The same study found that while 49% had never accessed business finance, the most common form of finance used is an overdraft with 29% of small business owners calling on their bank overdraft to fund their business, followed by an unsecured business loan.
Todd Davison, director of Purbeck Insurance Services said: “Our findings suggest that many small business owners could be looking at external finance for the first time in readiness for Brexit. It’s important they seek independent advice and consider personal guarantee backed finance as part of their options as they can seriously reduce the risk of these types of loans. As well as taking personal guarantee Insurance, they can also share a person guarantee with fellow directors of the business, and negotiate which part of the loan is covered.
Purbeck’s top personal guarantee tips
1. Educate yourself about the risks, whether you can afford to take them and always seek legal and/or personal finance support
2. Consider splitting the guarantee between your fellow directors
3. Know where your responsibilities for the guarantee begin and end – is it loan specific or does it cover all future loans that the lender may provide?

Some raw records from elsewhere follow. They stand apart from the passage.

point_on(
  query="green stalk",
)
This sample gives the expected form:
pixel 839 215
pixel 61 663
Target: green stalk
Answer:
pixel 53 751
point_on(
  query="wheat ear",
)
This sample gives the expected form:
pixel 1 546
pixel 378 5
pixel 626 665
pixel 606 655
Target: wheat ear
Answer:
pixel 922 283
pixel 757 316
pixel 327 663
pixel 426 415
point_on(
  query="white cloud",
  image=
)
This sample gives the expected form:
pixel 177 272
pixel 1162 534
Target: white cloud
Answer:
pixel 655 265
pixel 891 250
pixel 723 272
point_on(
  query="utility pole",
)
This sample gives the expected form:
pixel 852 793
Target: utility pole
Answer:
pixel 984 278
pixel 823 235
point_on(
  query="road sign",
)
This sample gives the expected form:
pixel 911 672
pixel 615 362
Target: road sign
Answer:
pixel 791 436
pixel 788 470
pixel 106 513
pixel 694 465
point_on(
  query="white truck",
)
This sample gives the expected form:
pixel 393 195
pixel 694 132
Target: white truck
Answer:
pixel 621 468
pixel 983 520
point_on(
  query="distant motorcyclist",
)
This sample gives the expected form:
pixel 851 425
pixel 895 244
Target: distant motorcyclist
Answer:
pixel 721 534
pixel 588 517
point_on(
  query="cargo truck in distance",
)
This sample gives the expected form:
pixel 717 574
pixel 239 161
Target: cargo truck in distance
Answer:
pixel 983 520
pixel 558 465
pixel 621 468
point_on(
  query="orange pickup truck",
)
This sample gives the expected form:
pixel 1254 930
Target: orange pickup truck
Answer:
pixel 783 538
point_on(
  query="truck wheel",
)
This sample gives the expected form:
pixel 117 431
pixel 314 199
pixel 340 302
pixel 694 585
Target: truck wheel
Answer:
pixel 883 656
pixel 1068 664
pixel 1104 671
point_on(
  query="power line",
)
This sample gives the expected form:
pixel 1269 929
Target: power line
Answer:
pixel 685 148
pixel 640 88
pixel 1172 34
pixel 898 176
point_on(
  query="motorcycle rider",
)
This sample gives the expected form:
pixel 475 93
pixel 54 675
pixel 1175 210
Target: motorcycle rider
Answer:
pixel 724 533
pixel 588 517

4. Negotiate a time limit for the guarantee and a cap on the amount
5. Remember that if you have signed a personal guarantee for another business loan they are cumulative
6. Agree terms so that the lender seeks settlement from company’s assets before enforcing the guarantee
7. Confirm all points of agreement intention and expectation in writing with the lender.
8. Consider personal guarantee insurance to protect against the risk that the guarantee is called by a lender. This will offset any outstanding obligations called in under a personal guarantee.